China Huajun Group: Public Float Stands at 15.68%; Scheme Share Issue Targeted for Jun-2026 to Restore Compliance

Bulletin Express04-09

China Huajun Group Limited reported that, as of 9 April 2026, shares in public hands account for approximately 15.68%, remaining below the 25% minimum stipulated by Hong Kong Listing Rule 13.32B(1).

The board reiterated that the public-float shortfall is expected to be rectified through the allotment of new shares tied to its restructuring scheme. Adjudication of creditors’ claims under the Scheme is ongoing, and completion of the related share issuance is targeted for around June 2026.

Current shareholding totals 61.54 million shares, of which 73.63% is held by controlling shareholder Huajun Group Limited and its ultimate owner, Mr. Meng Guang Bao. Post-Completion of the debt restructuring but before issuing Scheme Shares, total issued shares will rise to 73.54 million, with Huajun Group’s stake diluted to 60.44%.

Following issuance of 24.60 million Scheme Shares, the company projects an enlarged share capital of 98.14 million shares.

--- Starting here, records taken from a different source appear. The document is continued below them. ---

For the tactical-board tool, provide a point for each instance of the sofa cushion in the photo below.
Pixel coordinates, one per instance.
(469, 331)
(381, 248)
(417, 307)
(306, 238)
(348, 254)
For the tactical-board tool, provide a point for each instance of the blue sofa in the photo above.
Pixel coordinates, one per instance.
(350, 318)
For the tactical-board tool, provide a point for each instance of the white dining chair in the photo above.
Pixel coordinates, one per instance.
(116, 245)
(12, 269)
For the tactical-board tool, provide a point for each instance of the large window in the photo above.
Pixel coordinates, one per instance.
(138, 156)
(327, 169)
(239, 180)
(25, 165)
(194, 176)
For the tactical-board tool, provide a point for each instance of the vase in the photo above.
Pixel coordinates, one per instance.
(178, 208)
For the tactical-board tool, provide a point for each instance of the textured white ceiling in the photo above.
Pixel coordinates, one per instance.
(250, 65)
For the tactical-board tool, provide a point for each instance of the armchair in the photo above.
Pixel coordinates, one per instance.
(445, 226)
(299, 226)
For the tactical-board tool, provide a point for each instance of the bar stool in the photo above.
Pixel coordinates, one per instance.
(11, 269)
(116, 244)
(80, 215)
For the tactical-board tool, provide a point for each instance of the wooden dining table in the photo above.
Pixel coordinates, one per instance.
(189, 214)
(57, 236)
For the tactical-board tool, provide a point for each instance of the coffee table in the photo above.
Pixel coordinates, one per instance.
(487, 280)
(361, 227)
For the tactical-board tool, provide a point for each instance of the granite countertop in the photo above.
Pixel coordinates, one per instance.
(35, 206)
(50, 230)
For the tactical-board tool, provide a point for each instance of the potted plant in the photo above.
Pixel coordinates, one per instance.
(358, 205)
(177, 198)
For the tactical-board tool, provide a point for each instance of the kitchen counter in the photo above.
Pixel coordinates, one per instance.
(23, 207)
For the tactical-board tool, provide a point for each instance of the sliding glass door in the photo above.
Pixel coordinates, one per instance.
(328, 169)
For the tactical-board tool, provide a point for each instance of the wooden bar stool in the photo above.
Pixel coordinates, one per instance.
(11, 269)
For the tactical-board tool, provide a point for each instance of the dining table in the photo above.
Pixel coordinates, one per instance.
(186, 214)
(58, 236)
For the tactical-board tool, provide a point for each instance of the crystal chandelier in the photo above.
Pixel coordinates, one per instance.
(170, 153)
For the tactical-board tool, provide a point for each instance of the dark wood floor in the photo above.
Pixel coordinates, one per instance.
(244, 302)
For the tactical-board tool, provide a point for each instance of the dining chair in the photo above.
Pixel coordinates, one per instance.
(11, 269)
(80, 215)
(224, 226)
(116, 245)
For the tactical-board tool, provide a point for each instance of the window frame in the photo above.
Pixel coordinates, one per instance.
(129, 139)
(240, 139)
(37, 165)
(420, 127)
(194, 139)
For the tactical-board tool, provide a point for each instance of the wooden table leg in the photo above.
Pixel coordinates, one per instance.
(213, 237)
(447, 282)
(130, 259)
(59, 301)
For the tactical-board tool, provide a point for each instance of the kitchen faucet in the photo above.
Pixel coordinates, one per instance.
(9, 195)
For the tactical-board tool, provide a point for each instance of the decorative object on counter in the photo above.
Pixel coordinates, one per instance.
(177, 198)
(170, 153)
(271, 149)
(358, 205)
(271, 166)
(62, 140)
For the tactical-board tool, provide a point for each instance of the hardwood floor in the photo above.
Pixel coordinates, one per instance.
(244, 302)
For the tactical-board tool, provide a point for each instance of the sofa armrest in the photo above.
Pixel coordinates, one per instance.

Huajun Group’s interest would then fall to 45.29%, while Scheme creditors, a designated subscriber, Ouke Group Holdings and other shareholders would collectively hold the remaining 54.71%. This structure is expected to lift the free float above the regulatory threshold.

The company will provide monthly updates until the public float is fully restored and advises shareholders and potential investors to exercise caution when trading its shares.